工事進行基準に備えるには?

投稿日:2008年05月01日 作成者:yasunaka

ちょっと前に工事進行基準の話に触れましたが、正直なところ、実務的なところがまだよくわかっていません。特に

■赤字プロジェクトの予定見積総原価の見直しはいつ行う?

■仕様変更による収益の変更管理はどうすべき?

などなど、実際にやってみないとよくわからないことだらけです。

仕様変更は、あらかじめバッファというか費用のプールを用意しておいて、期間内で発生する仕様変更をそのプールから取り崩して行う場合が多いと思いますが、その場合でも1件1件きちんと収益管理していくことが求められそうです。現場はその都度正確な見積もりを作って計上し、管理していかなければならないので、これだけで大変なことになると思います。

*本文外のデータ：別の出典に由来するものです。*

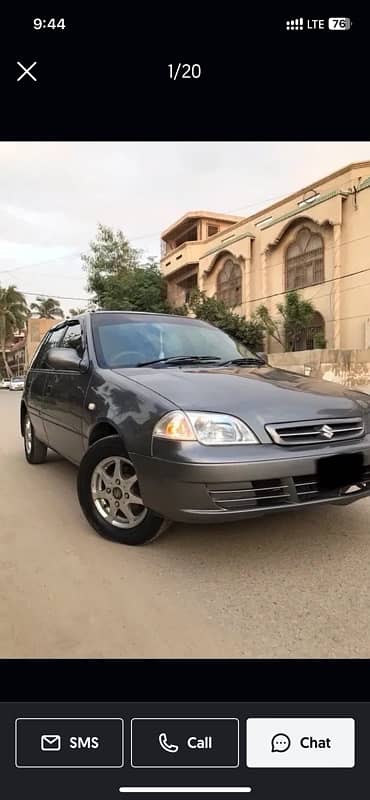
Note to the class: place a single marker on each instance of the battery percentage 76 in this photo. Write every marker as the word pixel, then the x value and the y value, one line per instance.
pixel 339 23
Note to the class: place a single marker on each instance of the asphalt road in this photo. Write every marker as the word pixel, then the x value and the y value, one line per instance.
pixel 293 585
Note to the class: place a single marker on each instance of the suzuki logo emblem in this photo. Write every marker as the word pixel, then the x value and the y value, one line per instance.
pixel 326 432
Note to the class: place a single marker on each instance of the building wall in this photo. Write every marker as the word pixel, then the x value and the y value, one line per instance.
pixel 342 217
pixel 350 368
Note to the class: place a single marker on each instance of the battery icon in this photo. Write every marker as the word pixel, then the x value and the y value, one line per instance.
pixel 339 23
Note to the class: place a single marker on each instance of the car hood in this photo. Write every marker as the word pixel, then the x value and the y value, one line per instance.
pixel 266 393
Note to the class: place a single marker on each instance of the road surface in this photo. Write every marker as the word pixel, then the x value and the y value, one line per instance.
pixel 290 585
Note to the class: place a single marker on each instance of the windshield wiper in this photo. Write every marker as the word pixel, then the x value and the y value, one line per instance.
pixel 178 360
pixel 247 361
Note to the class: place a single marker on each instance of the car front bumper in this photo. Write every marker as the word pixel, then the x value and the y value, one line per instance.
pixel 185 488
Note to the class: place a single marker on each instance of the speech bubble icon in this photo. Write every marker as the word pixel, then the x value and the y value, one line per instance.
pixel 280 743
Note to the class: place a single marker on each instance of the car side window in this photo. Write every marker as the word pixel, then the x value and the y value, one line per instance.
pixel 73 338
pixel 52 339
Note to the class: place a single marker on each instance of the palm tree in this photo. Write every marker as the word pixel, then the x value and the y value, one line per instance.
pixel 47 307
pixel 13 316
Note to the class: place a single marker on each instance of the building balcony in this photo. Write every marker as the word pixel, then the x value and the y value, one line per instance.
pixel 182 256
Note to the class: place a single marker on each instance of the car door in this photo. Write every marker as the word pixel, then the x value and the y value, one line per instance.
pixel 36 380
pixel 65 392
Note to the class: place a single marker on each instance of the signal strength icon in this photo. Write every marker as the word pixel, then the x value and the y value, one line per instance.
pixel 294 24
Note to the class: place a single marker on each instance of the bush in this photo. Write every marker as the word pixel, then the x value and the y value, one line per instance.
pixel 210 309
pixel 319 341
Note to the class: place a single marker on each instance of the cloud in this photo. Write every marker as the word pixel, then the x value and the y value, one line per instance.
pixel 53 194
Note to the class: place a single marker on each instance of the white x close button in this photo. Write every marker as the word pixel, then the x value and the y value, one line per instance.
pixel 300 743
pixel 26 71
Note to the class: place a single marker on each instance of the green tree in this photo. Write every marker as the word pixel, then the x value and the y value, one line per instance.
pixel 13 316
pixel 47 307
pixel 119 276
pixel 295 315
pixel 249 332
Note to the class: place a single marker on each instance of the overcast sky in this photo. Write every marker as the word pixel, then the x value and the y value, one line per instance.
pixel 53 194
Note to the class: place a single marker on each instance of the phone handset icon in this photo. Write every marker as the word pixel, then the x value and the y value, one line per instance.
pixel 169 748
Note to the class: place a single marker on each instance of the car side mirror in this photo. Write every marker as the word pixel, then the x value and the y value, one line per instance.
pixel 64 358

また要件のベースライン管理も重要になってきます。どこまで要件の範囲か、ということをきっちり詰めなければならないからです。

こうなってくると、要件に対して実現(実装)方法がいくつか考えられるような場合、お客様にとって一番良い解決方法を探る、ということがやりにくくなったように思えます。やりたいこと=要件に対してその実現(実装)方法は1つではありません。それを要件定義段階で事細かに指定しなかった場合には、たとえ多少難がある場合でも要件を満たしてさえいればそれで押し切ってしまう(お客様からみれば押し切られてしまう)ケースが多くなるのではないでしょうか?

結局、システム開発においては準委任契約で行える上流工程の比重が増し、単なる開発工程が圧縮される形になるのかもしれません。

またこの形態が一般化すると、開発工程のオフショア化が一層進展する可能性もあるかもしれません。日本国内では準委任契約の工程のみを行い、開発工程はオフショアで行う、といった感じです。今まではオフショア開発で行う場合、いちいち事細かに要件を定義しなければその通りに作ってくれないという部分があったと思いますが、これからは国内でもそうしなければならなくなる、ということになり、国内での開発メリットが低下することが予想されます。

一方で、受託業務ではアジャイル開発はかなり難しくなりそうですね。研究開発的な要素の大きい自社のパッケージ開発のような場合でないとアジャイル的な仕事の進め方はできなくなってしまうのではないでしょうか?